A Place Worth Seeing

In the past month, I’ve taken two long trips; I was able to do this because I’m working part time as a waitress. I’m ridiculously broke now. A year ago, I made myself a set of promises, and some of things I’ve done were things I told myself I would do while I talked myself into a different career path. I learned a new language and wrote a book while taking time to explore my interests outside of school. I learned I quite like academia, but there are other things in the world I missed while being absorbed in school work. Some of things that happened were a surprise, things I didn’t think I wanted now or really ever. I imagined myself being this lone adventurer, quirky and single, but I came out of this with a serious partner; I explored and traveled with others, finding I’m better with people when I climb out from behind my defensive barriers that would make trench soldiers proud.

Adventuring or something like it.

I needed to talk myself out of my years long dream to be a doctor. I grieved for what felt like a failure on my part. I felt like I wasted money and time on a dream I should have realized wasn’t right for me. I knew I was starting over, and in that anger, I fell back on the things I pushed away while I told myself the only thing I wanted in my life was a career in medicine. And there’s the thing: in the end, I wanted other things in my life besides medicine, and I knew because I did my fucking homework, that to be a doctor, you have to want that; only that. It has to be a passion because it’s hard work, a long struggle. At the same time, I realized the things I liked about medicine — the aspects of pathology, research, and contributing to my community — I could do in another career. So I divorced medicine and set out to explore and built my skills in medical research, aiming to get my PhD in translational medicine.

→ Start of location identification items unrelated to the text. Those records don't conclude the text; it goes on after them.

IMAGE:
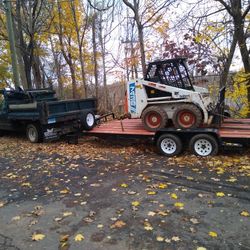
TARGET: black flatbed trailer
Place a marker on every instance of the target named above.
(203, 141)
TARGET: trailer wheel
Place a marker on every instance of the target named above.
(34, 133)
(169, 145)
(187, 116)
(154, 118)
(204, 145)
(88, 120)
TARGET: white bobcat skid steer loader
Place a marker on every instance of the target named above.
(166, 94)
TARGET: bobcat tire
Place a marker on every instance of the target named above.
(154, 118)
(187, 116)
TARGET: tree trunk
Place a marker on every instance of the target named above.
(58, 70)
(102, 42)
(23, 47)
(37, 72)
(73, 77)
(80, 51)
(142, 49)
(95, 56)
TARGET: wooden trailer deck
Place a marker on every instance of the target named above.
(230, 128)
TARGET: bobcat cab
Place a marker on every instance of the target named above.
(167, 94)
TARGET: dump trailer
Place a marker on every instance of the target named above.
(42, 116)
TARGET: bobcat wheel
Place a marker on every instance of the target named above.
(34, 133)
(187, 116)
(154, 118)
(169, 145)
(204, 145)
(88, 120)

And here is where it gets difficult; here is where I failed. I failed hard, quick and unexpected, except it wasn’t quite so sudden if I think about it. There’s the knowledge that this wasn’t a permanent failure. There are lessons there, things I’m trying to get a handle on now. I don’t want to doubt myself because confidence is a fickle thing. If it seems I’m a bit less excited about my career at the moment, that’s only because I had a set back and am not working towards it full time right now. It’s difficult for that enthusiasm to come through, so I fill conversations with the other things I have in my life. When I’m asked, “Well, why don’t you do this? You really want to be in this area of biology?” I get frustrated because yes, yes this is really where I want to be.

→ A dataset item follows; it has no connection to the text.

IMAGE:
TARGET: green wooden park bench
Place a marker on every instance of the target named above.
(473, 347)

It takes lose, voluntary and otherwise, to expose things; you can’t see what something means to you until it’s gone. Maybe it’s the way the brain works; we feel like something will be with us forever. I can’t imagine a life where I’m not always curious, working to acquire new knowledge. I can’t imagine a life devoid of adventure, either. I have limits, but in the mathematical sense. There are certain numbers I can’t reach, my curve goes off into space before I can get there. That doesn’t mean I don’t have a set of values, things I can do, numbers that I happened to come across. I don’t know how all of these things makes sense, but when I worry about money and failure, I remember I love the journey, the need to adventure to some place worth seeing.